Winning the Magsaysay is one of the top honours that any Asian can achieve. The awards are named for former Philippine president Ramon Magsaysay, who died tragically in an airplane crash in 1957. The late president is lionised for his integrity and honesty, in addition to his government ability. The awards that honour his memory live up to the standard. They are not for sale; they are not glibly given.
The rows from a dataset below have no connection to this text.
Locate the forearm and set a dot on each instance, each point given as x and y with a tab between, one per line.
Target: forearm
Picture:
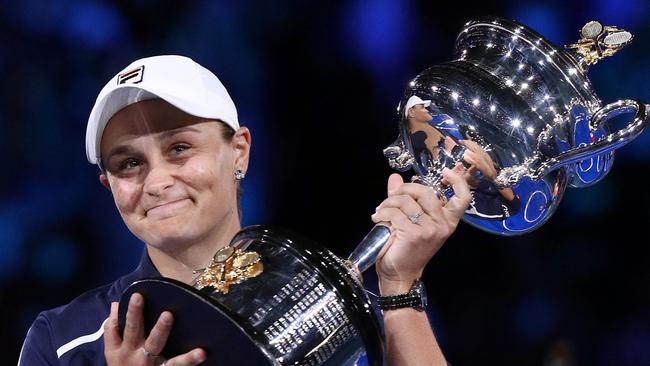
409	337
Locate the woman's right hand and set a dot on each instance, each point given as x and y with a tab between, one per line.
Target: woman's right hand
133	348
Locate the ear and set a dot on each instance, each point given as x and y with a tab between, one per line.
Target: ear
241	142
103	179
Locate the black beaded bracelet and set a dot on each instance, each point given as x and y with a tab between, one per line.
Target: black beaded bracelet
398	301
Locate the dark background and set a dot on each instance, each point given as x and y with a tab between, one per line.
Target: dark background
318	83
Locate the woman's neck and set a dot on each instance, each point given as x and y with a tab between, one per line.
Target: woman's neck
181	261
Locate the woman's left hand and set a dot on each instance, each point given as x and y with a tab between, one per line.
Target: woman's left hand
420	223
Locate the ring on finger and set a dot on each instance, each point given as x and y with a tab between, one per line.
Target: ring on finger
414	218
148	354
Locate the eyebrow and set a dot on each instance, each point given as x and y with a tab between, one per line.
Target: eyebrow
167	134
127	150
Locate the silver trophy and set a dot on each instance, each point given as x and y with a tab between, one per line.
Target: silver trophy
521	108
511	104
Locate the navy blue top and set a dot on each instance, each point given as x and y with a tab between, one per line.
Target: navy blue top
73	334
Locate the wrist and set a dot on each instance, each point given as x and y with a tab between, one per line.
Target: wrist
414	298
391	287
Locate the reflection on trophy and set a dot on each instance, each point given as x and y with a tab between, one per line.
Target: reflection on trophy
525	106
515	112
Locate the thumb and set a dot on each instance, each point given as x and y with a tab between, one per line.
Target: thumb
394	181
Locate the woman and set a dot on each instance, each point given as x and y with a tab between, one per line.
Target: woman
165	135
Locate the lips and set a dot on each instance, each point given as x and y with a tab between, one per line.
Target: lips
168	209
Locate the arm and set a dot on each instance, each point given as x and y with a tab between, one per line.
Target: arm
409	338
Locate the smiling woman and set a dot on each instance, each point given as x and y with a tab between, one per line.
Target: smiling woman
171	175
165	135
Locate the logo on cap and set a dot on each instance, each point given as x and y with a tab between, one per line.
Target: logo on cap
132	76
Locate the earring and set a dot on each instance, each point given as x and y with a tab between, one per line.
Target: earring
239	174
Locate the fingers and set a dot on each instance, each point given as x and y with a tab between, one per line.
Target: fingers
157	338
112	337
394	182
134	328
456	206
191	358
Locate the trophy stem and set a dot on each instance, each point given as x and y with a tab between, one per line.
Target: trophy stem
366	253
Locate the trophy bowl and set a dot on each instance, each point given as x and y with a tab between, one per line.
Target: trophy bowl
524	110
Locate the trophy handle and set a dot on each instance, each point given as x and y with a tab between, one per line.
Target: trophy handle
365	254
612	141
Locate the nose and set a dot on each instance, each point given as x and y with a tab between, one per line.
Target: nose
158	179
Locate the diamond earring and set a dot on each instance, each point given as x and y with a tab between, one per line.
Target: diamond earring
239	174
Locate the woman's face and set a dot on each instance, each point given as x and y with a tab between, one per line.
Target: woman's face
172	174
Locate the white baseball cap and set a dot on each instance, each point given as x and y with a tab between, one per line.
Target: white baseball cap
178	80
415	100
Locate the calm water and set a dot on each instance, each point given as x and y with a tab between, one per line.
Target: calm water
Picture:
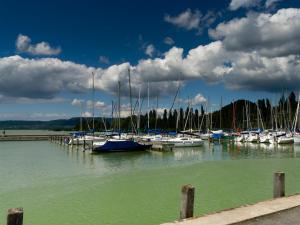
60	186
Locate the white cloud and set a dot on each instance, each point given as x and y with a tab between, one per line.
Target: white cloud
190	20
87	114
104	59
36	116
196	100
270	3
23	44
257	52
199	99
97	104
76	102
236	4
150	50
169	41
270	34
41	78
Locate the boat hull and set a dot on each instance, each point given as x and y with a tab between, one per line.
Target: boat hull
121	146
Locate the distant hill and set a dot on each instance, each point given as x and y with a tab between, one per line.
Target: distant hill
62	124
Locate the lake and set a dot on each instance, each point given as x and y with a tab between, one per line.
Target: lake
57	185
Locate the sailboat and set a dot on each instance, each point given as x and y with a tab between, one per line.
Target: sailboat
296	135
182	140
121	144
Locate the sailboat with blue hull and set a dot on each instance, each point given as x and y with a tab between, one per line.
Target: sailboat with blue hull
121	145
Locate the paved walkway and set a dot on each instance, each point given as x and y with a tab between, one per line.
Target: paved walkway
272	212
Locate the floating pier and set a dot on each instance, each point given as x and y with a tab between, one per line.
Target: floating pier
29	137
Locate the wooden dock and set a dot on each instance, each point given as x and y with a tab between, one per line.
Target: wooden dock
29	137
280	210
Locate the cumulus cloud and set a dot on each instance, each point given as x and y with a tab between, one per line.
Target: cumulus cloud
270	3
150	50
190	20
198	99
87	114
258	52
169	41
41	78
236	4
97	104
36	116
23	44
270	34
104	59
76	102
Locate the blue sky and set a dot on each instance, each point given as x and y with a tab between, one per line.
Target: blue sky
49	49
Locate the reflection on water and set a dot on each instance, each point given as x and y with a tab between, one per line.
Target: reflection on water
39	175
116	162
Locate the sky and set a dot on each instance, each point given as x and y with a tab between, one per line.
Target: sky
208	50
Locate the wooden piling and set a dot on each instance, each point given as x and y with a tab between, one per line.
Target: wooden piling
15	216
187	201
279	185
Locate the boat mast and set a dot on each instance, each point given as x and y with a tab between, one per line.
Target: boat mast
112	114
139	113
221	114
272	119
80	115
132	125
93	107
119	107
148	109
233	116
156	115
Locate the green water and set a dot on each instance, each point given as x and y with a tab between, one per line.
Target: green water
59	186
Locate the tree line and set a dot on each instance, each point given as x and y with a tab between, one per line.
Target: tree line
241	114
The first Thai to win a Magsaysay was Puey Ungphakorn, in 1965 for public service. Since then,24 prominent and little-known Thais have been among the award winners, who span the continent. The awards are given in six categories - government service, public service,community leadership, peace and international understanding, emergent leadership, and in journalism,literature, and the creative communication arts.
Judging is tough, and deserving recipients are not found every year. Last year, Dr Therdchai Jivacate received the Magsaysay Award for public service for his work in providing prosthetic limbs to poor people. The same award went to the micro-financing effort of the Philippines Centre for Agriculture and Rural Development Mutually Reinforcing Institutions.
Ms Krisana's story is one of selfless, devoted and most importantly beneficial service to her fellow humans.A trained scientist, she has seldom been in the laboratory since embarking on her career. She joined the Government Pharmaceutical Organisation (GPO) in 1983. Her CV stressed her knowledge of drugs, but from the start of her career she focussed on making generic drugs.Her early achievements gave affordable pharmaceuticals for patients with hypertension and diabetes.
When the worldwide HIV/Aids problem became an epidemic, Ms Krisana began to focus her attention and impressive vigour on this problem. Her heart was touched because so many of those infected with the disease were poor. Because they seldom could afford the new generation of drugs being developed, Ms Krisana took it as her goal to bring such drugs to the poor patients.
She has allied herself with anyone able to help, and of course has fought governments and drug companies to bring generic medicine to the world. In Thailand, she actually invented the anti-HIV drug cocktail now known as GPO-VIR - affordable to most patients, but then made available to the very poor. She treated Thais and patients in Cambodia, Laos and Vietnam. But she became aware that roughly 1% of four million HIV and Aids patients were receiving anti-retroviral drugs in subSaharan Africa. So she took her campaign there.
Ms Krisana has an explanation for her nearly three decades of making a difference:"I am a scientist but I am very sensitive." One person can make a difference.But working quietly, for neither wealth nor glory, she has shown that one person can change mindsets and move the world. It is Thailand's honour to have Ms Krisana as a citizen.